Obvious next step is to connect to the debug and programming interfaces to try to download the firmware. Normally, this should not be possible, because with basically zero effort the debug access could be easily disabled, and firmware readout could be also prevented. Important to mention that we are talking about a general purpose microcontroller, which is not supposed to be resilient against advanced HW hacking attacks, that can be used to bypass the applied protections. Nevertheless, using the device provided security features is the bare minimum to raise the bar for the attackers.
With unrestricted access to low level debug interfaces, such as JTAG or SWD, one could take full control over the device, such as stopping and altering the code execution, accessing memory and registers, or even dumping the firmware. There are circumstances, where debug access is possible, but its features and memory access are limited. For example, flash dumping is not possible, so this should be always tested according to the given device’s security features.
For this test, I flashed the Black Magic Probe firmware (JTAG/SWD debugging tool, with built-in GDB server) to my custom HW hacking interface and connected it to the exposed SWD connections (PA13/SWDIO, PA14/SWCLK) on the #blue CAN filter.
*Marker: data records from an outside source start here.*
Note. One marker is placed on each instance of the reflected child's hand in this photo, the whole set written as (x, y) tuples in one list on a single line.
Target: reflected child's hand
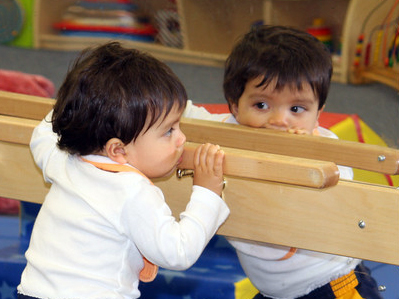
[(208, 167)]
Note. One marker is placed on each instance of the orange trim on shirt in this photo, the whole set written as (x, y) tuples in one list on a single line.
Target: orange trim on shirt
[(149, 271)]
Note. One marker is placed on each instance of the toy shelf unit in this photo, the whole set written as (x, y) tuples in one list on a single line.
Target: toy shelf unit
[(301, 14), (207, 29), (376, 55)]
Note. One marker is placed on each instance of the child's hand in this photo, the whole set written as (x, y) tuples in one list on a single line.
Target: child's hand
[(208, 167), (298, 131)]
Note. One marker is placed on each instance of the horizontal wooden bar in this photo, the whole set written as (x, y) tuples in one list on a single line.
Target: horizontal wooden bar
[(243, 163), (324, 220), (16, 130), (348, 153), (363, 156), (271, 167)]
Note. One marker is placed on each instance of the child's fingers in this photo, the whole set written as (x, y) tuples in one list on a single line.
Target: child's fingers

After powering on the environment just couple of steps were needed:
With ‘arm-none-eabi-gdb’ (architecture specific GNU debugger) I connected to the Black Magic Probe remote GDB server
With ‘swdp_scan’ available device was checked on the SWD interface
After attaching to the identified target device, access to registers and memory were checked
Then a simple ‘dump memory binary’ command targeting 0x08000000 address (where the flash memory is mapped, see memory mapping from datasheet) was executed
Voila, the firmware was dumped. Surprisingly, the “vendor” did not make any effort to lock down the MCU. Access was not restricted neither to the debug interface nor to the flash memory. I was surprised and to be honest, disappointed a bit.”